I’ve received a number of inquiries from the community about the GMAT algorithm, so I thought it best to reply in article form. Here are some frequently asked questions about computer-adaptive tests (CATs).
1. What’s an algorithm?
An algorithm, generally, is a usually efficient set of well-defined steps that are followed to solve some pre-defined problem. In the case of a CAT algorithm, the problem is to reliably and efficiently estimate a student’s ability in a reasonable amount of time. Some CAT algorithms seek to solve this problem by selecting one question at a time, each subsequent question selected based on all of the student’s prior responses. Other algorithms look only at the most recently-answered question. Still others evaluate responses to specific groups of questions.
CAT algorithms also vary with regard to the explicit criteria they use to select the next question (or sets of questions) to administer. Some try to minimize total measurement error. Others try to maximize the precision and accuracy of measurement for each question administered. Still others try to select questions that will most refine the current ability estimate. As a consequence, CAT algorithms can vary greatly from one to another, depending on the specific implementation of the algorithm, and the intent of the algorithm developers.
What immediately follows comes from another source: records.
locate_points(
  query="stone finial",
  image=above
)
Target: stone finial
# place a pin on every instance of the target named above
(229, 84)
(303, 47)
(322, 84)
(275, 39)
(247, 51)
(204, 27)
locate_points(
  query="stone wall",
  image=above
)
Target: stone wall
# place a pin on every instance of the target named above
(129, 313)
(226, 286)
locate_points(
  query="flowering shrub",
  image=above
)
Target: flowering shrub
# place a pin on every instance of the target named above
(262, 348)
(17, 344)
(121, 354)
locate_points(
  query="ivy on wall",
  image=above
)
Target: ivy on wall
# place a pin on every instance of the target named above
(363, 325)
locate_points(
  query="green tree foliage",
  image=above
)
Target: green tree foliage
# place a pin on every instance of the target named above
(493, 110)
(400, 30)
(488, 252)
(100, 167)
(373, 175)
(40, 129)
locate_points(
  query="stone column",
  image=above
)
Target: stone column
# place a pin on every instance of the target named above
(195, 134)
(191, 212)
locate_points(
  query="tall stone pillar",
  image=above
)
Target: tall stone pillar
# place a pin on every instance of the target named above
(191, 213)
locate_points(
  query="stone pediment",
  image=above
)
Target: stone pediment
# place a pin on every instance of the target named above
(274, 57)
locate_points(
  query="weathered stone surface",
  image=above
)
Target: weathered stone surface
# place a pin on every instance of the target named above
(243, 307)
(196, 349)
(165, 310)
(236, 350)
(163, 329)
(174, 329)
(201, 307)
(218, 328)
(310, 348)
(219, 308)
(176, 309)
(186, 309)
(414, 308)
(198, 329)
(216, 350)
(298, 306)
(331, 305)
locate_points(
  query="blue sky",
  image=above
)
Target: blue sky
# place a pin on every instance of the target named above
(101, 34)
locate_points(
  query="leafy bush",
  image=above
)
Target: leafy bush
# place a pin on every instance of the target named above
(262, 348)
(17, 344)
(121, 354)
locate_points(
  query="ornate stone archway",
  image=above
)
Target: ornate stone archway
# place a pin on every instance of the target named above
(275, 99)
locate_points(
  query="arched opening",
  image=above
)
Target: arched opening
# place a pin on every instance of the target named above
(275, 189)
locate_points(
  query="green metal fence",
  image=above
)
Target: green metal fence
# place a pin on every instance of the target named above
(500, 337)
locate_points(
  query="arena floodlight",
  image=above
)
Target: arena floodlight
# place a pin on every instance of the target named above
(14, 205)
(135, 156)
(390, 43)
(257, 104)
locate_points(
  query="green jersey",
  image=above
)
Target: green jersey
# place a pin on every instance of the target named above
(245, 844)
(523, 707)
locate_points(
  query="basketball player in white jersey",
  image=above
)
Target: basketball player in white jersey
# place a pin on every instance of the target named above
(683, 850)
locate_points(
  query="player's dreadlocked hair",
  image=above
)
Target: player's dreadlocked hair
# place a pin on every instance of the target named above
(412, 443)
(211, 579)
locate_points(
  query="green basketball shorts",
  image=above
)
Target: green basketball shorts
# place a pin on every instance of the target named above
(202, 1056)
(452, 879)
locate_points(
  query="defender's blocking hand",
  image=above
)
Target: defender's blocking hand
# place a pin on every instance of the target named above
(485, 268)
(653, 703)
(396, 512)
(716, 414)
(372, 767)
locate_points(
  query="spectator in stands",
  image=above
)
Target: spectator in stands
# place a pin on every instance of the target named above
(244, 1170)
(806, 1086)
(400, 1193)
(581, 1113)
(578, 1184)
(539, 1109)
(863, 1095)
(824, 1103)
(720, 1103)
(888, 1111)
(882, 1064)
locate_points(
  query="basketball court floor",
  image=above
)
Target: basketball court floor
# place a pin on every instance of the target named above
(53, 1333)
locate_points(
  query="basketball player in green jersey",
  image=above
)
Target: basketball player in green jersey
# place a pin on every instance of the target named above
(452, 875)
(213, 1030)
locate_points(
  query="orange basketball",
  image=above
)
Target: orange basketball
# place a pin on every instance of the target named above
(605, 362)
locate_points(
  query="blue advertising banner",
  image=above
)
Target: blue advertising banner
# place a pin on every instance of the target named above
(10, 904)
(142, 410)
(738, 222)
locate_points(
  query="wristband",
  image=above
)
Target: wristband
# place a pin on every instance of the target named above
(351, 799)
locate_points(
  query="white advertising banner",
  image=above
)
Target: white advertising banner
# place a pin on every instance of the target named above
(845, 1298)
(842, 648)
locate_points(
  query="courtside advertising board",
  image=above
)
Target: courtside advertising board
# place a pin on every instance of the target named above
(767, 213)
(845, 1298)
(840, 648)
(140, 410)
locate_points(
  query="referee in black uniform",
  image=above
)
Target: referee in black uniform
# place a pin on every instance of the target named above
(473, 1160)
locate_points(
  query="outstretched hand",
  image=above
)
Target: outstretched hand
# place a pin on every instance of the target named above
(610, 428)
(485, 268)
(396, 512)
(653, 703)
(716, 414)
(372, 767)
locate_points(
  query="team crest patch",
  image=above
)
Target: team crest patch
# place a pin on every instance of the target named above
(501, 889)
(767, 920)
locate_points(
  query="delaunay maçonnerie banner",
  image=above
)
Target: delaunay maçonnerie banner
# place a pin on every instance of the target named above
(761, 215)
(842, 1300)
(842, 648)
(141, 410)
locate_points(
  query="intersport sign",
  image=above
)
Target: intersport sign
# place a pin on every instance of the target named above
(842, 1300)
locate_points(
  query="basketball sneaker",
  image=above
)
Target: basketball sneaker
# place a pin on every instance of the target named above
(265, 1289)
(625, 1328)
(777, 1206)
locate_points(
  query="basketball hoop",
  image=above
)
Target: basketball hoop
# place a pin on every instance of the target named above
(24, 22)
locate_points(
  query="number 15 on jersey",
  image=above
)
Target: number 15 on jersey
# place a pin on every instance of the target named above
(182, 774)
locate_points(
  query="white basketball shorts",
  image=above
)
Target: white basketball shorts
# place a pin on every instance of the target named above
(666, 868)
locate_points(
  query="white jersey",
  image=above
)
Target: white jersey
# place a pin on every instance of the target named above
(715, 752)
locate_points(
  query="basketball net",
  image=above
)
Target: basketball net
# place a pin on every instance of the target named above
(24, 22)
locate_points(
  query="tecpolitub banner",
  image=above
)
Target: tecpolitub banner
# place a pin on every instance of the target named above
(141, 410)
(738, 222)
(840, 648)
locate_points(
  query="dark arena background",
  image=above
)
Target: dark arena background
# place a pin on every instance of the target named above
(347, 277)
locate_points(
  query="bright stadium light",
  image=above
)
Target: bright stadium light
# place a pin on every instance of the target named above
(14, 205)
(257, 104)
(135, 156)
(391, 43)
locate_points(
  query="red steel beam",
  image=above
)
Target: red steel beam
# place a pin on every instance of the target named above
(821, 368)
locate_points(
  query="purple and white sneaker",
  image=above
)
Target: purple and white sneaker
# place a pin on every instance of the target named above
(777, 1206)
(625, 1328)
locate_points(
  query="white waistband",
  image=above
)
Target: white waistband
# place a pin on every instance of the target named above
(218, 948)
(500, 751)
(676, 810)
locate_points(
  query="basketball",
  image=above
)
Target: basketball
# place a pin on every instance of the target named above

2. Why does the GMAT use an algorithm when the linear LSAT seems to be a pretty decent gauge of proficiency?
One of the common goals in using a CAT algorithm is to reduce the number of questions a student needs to answer in order to establish, to a specified level of reliability, an estimate of the student’s ability. CATs are often more efficient than linear tests, and so fewer questions are needed to reach a desired level of reliability. The LSAT needs over 100 items to reach that level, while the GMAT needs fewer than 80 to reach a comparable level.
3. Is the entire GMAT adaptive?
Almost all large-scale standardized tests contain some number of “experimental” or “pretest” questions that are administered to the student but do not count toward the student’s final score. This is simply a way for the test makers to gather data on the questions, in order to determine how difficult they are and how well they distinguish between students at different ability levels. They also use the data collected to identify bad questions, so that they can eliminate or fix them before they count.
Some tests, like the LSAT, include all of the pretest questions in a single section. Others, like the GMAT, intermingle the pretest questions with the operational ones. Which section is the pretest section, and which questions are the pretest questions, is usually a well-guarded secret. It is generally bad strategy to spend time trying to guess whether a given question is operational or not. The price of guessing incorrectly is just too high.
4. How does the GMAT select which questions I get?
CATs like the GMAT have a blueprint — a set of specifications (difficulty, question type, content area, etc.) that define which questions you see. At the same time, each question has certain statistical characteristics that the algorithm uses, based on your response, to estimate your quantitative or verbal ability. The algorithm looks at your performance on the questions you have already answered and the characteristics of each question remaining in the pool and then selects for you the question that simultaneously best satisfies the blueprint and provides the most statistical information it can, to generate the best estimate of your ability.